Rated of 5
The White Forest
The word "forest" certainly is an appropriate word in the title, because for most of the book I felt like I was, indeed, stumbling around in a dark (or in this case, milk white) forest trying to follow some sort of mythical trail of crumbs.
It always pains me to have to admit that I did not really enjoy a book, especially when I know that someone labored lovingly to bring their vision to light ... but I just really did not enjoy this book. In fact, I finished it with an oddly unsettled, creepy, is that all there is sort of feeling, as if I had stepped an inch too far off the pathway and was now hopelessly stuck in the middle of that same Empyrean the characters in this book were struggling so hard to attain. Perhaps that is what the author was aiming for, to create that unsettled feeling in the reader ... if it was then he certainly succeeded on that level.
I did admire the craft that went into this book.
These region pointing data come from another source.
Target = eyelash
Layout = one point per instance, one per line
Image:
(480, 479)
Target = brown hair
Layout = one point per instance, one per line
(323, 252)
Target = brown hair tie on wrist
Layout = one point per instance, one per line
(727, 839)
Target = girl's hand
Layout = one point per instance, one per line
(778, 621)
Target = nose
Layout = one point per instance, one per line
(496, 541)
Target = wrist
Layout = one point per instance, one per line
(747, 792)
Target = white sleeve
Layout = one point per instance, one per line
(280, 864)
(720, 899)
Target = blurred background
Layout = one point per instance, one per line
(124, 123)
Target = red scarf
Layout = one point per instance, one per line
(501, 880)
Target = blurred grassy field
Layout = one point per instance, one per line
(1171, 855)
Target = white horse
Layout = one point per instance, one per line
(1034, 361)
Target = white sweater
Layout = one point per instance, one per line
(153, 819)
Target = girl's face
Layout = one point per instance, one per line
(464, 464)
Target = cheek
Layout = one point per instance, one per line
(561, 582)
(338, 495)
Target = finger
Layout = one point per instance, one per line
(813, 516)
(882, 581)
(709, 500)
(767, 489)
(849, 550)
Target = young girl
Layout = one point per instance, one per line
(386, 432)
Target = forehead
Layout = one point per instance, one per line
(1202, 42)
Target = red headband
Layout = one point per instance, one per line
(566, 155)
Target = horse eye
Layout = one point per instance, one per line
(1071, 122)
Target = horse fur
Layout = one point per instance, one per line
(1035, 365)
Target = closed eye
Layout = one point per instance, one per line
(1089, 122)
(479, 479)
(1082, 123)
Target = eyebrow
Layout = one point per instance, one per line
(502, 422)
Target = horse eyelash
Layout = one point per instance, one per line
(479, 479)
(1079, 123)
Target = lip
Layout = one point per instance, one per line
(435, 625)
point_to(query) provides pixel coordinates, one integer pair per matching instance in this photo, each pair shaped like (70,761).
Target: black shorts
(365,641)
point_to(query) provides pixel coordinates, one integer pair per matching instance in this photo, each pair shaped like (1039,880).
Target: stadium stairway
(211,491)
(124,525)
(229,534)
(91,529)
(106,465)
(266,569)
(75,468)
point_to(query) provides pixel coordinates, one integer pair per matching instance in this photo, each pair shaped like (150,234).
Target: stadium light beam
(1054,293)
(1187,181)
The ability to reproduce that florid, over-blown verbiage that Victorian gothic novels had without requiring the endless wading through adjectives to get to the salient point was very well done, without being "overdone." Something I know can be very, very hard to do.
At times there were certain sentences that resonated, "She was a woman born of plant matter," that I have to admit did keep me reading, hoping that somehow the plot line would do something to live up to those intriguing lines, but in the end, the plot just sort of petered out into a less than satisfying denouement.